In the LDS indie film scene, on the other hand - particularly in the films of writer/director Christian Vuissa - "edginess" is almost a bad word. As a stark contrast to the cynicism and nihilism of the typical indie film, Vuissa - who seems intent on becoming the anti-Richard Dutcher of the LDS film scene - presents movie worlds that are clean, pure, and idealistic to a fault.
One Good Man is so cheerfully innocent it's either a breath of refreshing optimism in a dark, cynical world, or something condescendingly naïve - possibly both. It's a movie so free of ‘edge' it's basically a perfect sphere.
Is that a compliment? I guess it depends on what you're looking for in a movie. One Good Man is well-produced with a decent cast, and will hit the spot of what a lot of LDS audience members are looking for - a feel-good experience that never touches anything intellectually or spiritually challenging. For everyone else, though, the lack of edge makes the film dramatically inert.
The title character is a forty-something man named Aaron, married with six kids ranging from 23 to 8. One day, he finds himself called to be bishop of his ward at the same time he is dealing with a lot of work and family stress.
He and his kids all face challenges, but - here's the problem - they are all "safe" challenges and trials. Nothing that would cause any of the characters (or anyone in the primary target audience) to reach out of their LDS comfort zones. Many of them aren't really "trials" at all in any sense of the word - rather just life circumstances that are stressful but ultimately happy.
The safeness of One Good Man almost makes it a funny exercise to ponder how an edgier indie film director might have handled these same characters and situations:
Aaron, the Dad: He's honest, sincere, works hard, and cares about his family, his employees, and his ward. He has no bad habits, and there's never a hint he's ever had a heated argument with his wife, his kids, or anyone else his entire life.
- In an "edgy" film: he'd be struggling with a few financial or spiritual issues, and occasionally get in arguments with his family members about them.
- In an "edgier" film: he'd have a problem with either drugs, gambling, or pornography that he'd be desperate to keep hidden from the people around him while trying to maintain a righteous exterior.
Cindy, the Mom: She always has a pleasant demeanor, and is fabulously supportive and loving of her husband in everything she does.

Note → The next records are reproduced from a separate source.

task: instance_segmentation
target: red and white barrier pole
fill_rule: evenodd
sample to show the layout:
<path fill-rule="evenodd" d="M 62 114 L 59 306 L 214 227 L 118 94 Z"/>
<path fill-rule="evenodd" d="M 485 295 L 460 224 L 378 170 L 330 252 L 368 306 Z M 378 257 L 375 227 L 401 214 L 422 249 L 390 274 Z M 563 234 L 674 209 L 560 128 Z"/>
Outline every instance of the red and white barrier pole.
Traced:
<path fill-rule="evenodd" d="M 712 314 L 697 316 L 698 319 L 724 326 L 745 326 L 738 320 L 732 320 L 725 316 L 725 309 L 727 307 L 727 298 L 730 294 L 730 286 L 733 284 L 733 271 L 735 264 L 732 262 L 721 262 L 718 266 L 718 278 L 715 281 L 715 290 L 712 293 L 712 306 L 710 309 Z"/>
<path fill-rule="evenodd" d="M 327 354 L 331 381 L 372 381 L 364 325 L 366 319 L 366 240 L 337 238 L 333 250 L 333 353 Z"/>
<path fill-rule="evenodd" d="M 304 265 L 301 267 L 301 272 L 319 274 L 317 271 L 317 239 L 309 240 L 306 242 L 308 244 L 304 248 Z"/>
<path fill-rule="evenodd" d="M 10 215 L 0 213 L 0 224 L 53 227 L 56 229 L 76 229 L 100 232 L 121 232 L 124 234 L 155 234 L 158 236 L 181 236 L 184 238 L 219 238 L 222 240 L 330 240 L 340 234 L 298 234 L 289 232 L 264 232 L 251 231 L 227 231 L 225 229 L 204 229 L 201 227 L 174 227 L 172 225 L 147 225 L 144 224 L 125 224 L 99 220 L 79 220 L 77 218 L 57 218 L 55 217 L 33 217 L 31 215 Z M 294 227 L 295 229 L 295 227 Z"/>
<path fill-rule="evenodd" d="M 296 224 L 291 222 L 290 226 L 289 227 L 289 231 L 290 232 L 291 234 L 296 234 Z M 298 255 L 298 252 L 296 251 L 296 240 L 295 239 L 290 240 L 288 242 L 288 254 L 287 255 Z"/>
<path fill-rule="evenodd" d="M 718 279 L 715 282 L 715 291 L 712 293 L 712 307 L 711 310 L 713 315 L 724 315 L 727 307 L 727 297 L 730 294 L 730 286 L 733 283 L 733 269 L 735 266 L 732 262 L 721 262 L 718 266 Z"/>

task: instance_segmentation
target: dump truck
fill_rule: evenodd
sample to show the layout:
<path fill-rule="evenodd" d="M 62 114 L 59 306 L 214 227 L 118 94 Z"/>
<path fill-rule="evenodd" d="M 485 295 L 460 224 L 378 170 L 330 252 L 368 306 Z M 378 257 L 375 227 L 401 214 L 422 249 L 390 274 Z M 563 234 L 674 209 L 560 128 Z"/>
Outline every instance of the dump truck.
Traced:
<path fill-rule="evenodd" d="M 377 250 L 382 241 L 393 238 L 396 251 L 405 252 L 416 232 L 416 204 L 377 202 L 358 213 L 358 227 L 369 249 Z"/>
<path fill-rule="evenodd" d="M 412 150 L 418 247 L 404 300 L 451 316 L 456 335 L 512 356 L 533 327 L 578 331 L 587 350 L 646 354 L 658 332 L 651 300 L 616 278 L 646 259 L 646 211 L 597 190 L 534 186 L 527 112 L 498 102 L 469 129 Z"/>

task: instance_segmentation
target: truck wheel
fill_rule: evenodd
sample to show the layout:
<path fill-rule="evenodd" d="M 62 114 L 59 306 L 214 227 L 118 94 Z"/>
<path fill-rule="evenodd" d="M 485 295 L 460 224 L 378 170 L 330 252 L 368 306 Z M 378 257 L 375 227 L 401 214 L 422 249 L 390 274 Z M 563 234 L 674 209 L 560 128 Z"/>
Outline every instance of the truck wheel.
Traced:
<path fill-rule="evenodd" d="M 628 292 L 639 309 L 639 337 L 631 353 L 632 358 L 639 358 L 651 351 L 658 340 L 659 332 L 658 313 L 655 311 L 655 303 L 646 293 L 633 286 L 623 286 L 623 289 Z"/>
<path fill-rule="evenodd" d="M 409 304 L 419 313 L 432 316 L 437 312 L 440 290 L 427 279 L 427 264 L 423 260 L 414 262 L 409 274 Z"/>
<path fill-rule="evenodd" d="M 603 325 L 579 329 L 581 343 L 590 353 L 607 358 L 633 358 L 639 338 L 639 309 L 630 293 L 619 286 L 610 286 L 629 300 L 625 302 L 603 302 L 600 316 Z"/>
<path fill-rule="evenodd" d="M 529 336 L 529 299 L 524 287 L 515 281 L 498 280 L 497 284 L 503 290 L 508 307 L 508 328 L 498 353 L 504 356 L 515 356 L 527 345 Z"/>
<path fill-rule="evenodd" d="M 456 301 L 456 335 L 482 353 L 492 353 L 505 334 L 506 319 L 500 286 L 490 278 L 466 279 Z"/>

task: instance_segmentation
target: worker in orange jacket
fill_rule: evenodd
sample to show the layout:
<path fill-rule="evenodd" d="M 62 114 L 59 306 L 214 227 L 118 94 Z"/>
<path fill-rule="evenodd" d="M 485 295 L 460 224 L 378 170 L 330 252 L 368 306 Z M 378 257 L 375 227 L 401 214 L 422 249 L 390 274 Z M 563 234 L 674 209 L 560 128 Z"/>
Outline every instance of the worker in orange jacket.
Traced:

- In an "edgy" film: Somewhere in the film, Aaron would come home one day and find her crying, leading directly into an argument about how he's never home and he's neglecting his family in lieu of his church calling or his work.
- In an "edgier" film: she's completely overwhelmed, burnt-out, and on anti-depressants...
Laura (23): Her "trial" is that she's getting married to a guy with non-member parents, who won't be able to attend their temple sealing.
- In an "edgy" film: they're considering not getting married in the temple so his parents won't be excluded, and just get sealed the next year.
- In an "edgier" film: they admit to her dad that they went a little too far with each other one night and now aren't worthy to get married in the temple at all.
Luke (19): He is preparing for a mission, and is excited about it. His biggest "trial" is that he still hasn't gone to the dentist yet.
- In an "edgy" film: he's considering marrying his high school girlfriend, or accepting an athletic scholarship to a top college instead of a mission.
- In an "edgier" film: "Dad, Mom, guess what? I'm gay!"